Online advertising equals more than $162 billion annually and is growing rapidly as older media formats, including print and broadcast television, lose audiences and marketing value.
Tuesday’s hearing comes amid growing bipartisan concerns in Congress that Google and other digital tech giants like Apple, Microsoft, and Amazon are so huge and have acquired such power through the internet that anti-trust laws originally conceived and passed in the 19th Century are no longer able to ensure competitive markets and consumer choice.
The Department of Justice (DOJ) is also reportedly conducting an extensive investigation focused on anti-trust concerns about Google’s commanding position in the digital ad market.
Earlier this year, Rep. David Cicilline (D-R.I.) told a House subcommittee hearing that he believes the tech giants have become too powerful.
“Whether they control access to information or to a marketplace, these platforms have the incentive and ability to exploit this power. They can charge exorbitant fees, impose oppressive contracts, and extract valuable data from the people and businesses that rely on them,” Cicilline said.
Lee opened Tuesday’s Senate hearing by noting the rapid expansion of internet advertising and publishing in the past decade.
“The technologies involved in connecting advertisers and publishers have evolved rapidly in the last decade, and the expansion of online advertising has facilitated an explosion of online content by allowing even the smallest website owners to monetize their content. Small and local businesses have also benefited from being able to quickly and easily promote their businesses,” Lee continued.
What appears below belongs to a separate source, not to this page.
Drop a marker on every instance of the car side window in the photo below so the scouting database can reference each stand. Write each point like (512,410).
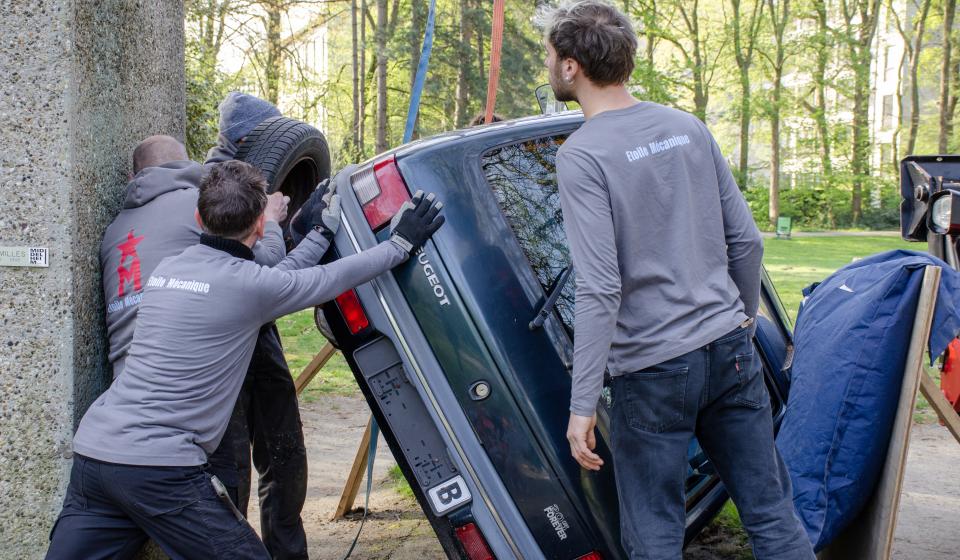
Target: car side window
(523,177)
“At the same time, this growth and expansion has been largely consolidated onto a single platform: Google’s online ad business. As that business has grown, so too have complaints that Google — which both operates the ad selling and buying platforms, and sells its own inventory through those platforms — has conflicts of interest and has manipulated or rigged online ad technologies and auctions to favor its own interest and protect its market share.
“Whether this is true or not matters because so many businesses depend upon digital advertising to market their products or monetize their content. Web users, in turn, benefit both from free online content and being connected to relevant businesses in a way that helps them make optimal economic choices,” Lee added.
Google officials insist that digital advertising is an intensely competitive market, thanks to the immense marketing power of rivals like Facebook and Amazon.
But a recent study for the British government estimated that Google receives from 40 to 90 percent of the revenues generated at the five levels of the process by digital ad sales. Congressional aides believe the results of the UK study closely mirror those of the United States.
Sen. Amy Klobuchar (D-Minn.), the subcommittee’s ranking minority member, sounded similar concerns in her opening statement, saying “we aren’t having this hearing today because Google is successful, we are having it because even successful companies are subject to the law, including the anti-trust law.”
The Minnesota Democrat noted that “the five tech giants were collectively worth 25 percent of the entire value of the Fortune 500 a couple of weeks ago.”
Klobuchar said she supports reviewing existing anti-trust law to ensure that it is able “to match our situation. At what point do you cross the line to stifle competition and innovation?”
Klobuchar alluded to the UK study in pointing out that Google dominates each level of what is known in the digital industry as the “advertising stack,” beginning with publishers selling advertising space among the content on their sites, to the advertisers seeking to create and sell ads.
Don Harrison, Google’s President for Global Partnerships and Corporate Development, was scheduled to appear before the panel during the hearing.